I was recently reminded that in the years leading to the handover, the Portuguese administration had expressed the wish, almost on an annual basis, to move forward with the long-delayed passing of a trade union law in Macao. However, at the time, with the constraints of the transfer of sovereignty becoming more pressing, all projects or proposals of law had to be submitted “informally” for prior approval to the Xinhua News Agency, the one institution that served as Beijing’s unofficial representation prior to the establishment of the Liaison Office in 2000.
Few people remember that the Xinhua News Agency had itself replaced the Nam Kwong in 1987, and the latter is still a force to reckon with in present-day Macao, both economically and politically, as it employs, for example, the likes of legislator Mak Soi Kun, who, in the past few weeks, has been making his high-pitched voice heard in favor of installing CCTV cameras all over the streets while recommending teaching “national security” in schools.
Xinhua’s refusal to “grant” a trade union law to Macao is easily understandable. For a start, the move was considered as useless: in the People’s Republic of China, the All China Federation of Trade Unions was (and still is) a mass organization directly supervised by the Chinese Communist Party, thus the mere idea of an “independent” relay in society representing the workers’ interests did not strike a chord. Moreover, the Macao Federation of Trade Unions (FAOM) already existed — “sponsored” by the Chinese communists at the end of the 1950s — and it had faithfully served its purpose by ensuring stability for the good sake of the colonial administration and swiftly channeling the political guidance of Beijing. Finally, the initiative looked rather suspicious: after all, the colonizers had had ample time to pass such a piece of legislation, why the sudden rush? Why now and not then?
Could things change for the better after 1999? Looking back at 1992, that was the year when Fernando Chui Sai On got elected for the first time at the Legislative Assembly on a ticket representing… the Macao Federation of Trade Unions! The charity arms of business interests in the territory take good care of the most deprived members of society, so much so actually that it prohibits them from being genuinely represented.
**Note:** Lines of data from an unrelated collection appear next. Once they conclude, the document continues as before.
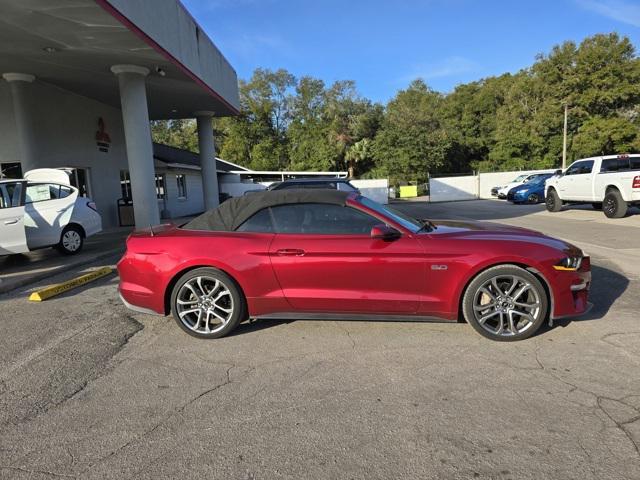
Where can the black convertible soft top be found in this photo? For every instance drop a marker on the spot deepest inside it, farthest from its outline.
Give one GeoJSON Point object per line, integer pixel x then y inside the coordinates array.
{"type": "Point", "coordinates": [233, 213]}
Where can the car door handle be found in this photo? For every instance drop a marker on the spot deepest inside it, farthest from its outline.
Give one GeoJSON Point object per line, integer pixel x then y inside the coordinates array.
{"type": "Point", "coordinates": [295, 252]}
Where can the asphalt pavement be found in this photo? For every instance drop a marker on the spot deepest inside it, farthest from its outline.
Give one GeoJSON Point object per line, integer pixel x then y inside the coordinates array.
{"type": "Point", "coordinates": [89, 390]}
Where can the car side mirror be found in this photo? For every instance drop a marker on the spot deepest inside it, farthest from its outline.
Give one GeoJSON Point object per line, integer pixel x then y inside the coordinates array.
{"type": "Point", "coordinates": [385, 232]}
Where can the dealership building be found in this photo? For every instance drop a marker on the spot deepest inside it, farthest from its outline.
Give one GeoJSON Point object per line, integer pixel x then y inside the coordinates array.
{"type": "Point", "coordinates": [82, 78]}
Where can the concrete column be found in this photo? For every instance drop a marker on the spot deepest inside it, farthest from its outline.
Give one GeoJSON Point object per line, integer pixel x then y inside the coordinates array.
{"type": "Point", "coordinates": [137, 132]}
{"type": "Point", "coordinates": [20, 85]}
{"type": "Point", "coordinates": [207, 159]}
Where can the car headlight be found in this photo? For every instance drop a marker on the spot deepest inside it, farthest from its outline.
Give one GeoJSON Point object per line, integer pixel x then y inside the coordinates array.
{"type": "Point", "coordinates": [569, 263]}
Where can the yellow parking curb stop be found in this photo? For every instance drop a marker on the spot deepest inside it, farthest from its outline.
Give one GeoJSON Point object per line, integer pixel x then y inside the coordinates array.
{"type": "Point", "coordinates": [58, 288]}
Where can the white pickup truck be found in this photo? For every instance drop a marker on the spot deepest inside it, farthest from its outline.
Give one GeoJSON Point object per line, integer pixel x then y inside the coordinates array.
{"type": "Point", "coordinates": [610, 183]}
Thus, although the right to form and join a union is enshrined in Article 27 of the Macao Basic Law and constitutes a significant component of at least three international covenants and conventions of which Macao is a signatory, there is no way the benevolent entrepreneurs who run the show will ever introduce such a law on their own, without a strong-enough push from the ones vying for it. Legislator José Pereira Coutinho knows it more than anyone else: he tried to introduce a trade union law on nine occasions and failed flatly every single time. And even when he got the support of the “yellow” FAOM — in this part of the world, we say “tofu union” — it was never enough to tilt the balance in the right direction.
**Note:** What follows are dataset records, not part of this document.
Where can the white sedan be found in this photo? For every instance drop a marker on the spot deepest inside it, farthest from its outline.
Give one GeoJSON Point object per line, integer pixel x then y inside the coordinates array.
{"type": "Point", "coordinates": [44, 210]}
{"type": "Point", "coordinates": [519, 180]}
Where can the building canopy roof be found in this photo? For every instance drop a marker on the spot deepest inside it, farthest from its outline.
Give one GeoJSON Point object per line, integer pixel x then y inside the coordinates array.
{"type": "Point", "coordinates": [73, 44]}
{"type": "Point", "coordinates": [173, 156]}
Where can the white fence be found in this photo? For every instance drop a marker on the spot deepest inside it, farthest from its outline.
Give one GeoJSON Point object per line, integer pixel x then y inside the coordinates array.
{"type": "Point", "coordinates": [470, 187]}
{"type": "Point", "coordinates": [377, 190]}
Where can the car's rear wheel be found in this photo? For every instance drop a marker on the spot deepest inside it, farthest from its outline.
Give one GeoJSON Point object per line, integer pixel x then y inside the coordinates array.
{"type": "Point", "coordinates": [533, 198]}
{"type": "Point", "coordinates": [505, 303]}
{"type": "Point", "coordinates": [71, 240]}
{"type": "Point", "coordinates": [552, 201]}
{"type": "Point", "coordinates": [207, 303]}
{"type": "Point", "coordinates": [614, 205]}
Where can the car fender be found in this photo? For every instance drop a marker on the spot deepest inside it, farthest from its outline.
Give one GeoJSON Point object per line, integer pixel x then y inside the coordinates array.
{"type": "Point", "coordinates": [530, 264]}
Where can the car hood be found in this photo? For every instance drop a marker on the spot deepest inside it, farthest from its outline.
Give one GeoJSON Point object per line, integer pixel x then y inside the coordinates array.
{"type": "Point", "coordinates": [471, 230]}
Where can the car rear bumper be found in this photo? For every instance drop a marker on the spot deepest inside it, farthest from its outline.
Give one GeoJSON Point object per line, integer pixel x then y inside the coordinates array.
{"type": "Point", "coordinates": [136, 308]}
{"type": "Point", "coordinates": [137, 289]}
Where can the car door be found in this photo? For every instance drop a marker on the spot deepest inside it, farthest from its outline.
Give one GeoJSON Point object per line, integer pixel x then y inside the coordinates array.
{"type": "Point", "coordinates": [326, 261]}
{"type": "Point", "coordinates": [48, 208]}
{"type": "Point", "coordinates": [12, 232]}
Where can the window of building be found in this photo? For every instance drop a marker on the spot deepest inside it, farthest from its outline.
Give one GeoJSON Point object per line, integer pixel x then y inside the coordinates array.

Back in 2007, when we still had dozens of independent organizations taking to the streets and 5 or 6,000 demonstrators showing up on May 1, some saw the possibility for a very embryonic bona fide civil society to develop. That was the time when plain cloths policemen would shoot in the air to intimidate the crowd! The next year, the wealth-partaking scheme went into effect.
Fast forward to today: May 1 has become a total fraud! The FAOM organizes banquets with the government on the evening of April 30, and its main demand concerns a few extra bank holidays that fall on Sundays! The most vocal demonstrators defend their property rights, and trust more the Liaison Office than Mr Tam! Meanwhile, labour rights in Macao have remained the same since… the mid-1980s! Consumers of the world, Unite!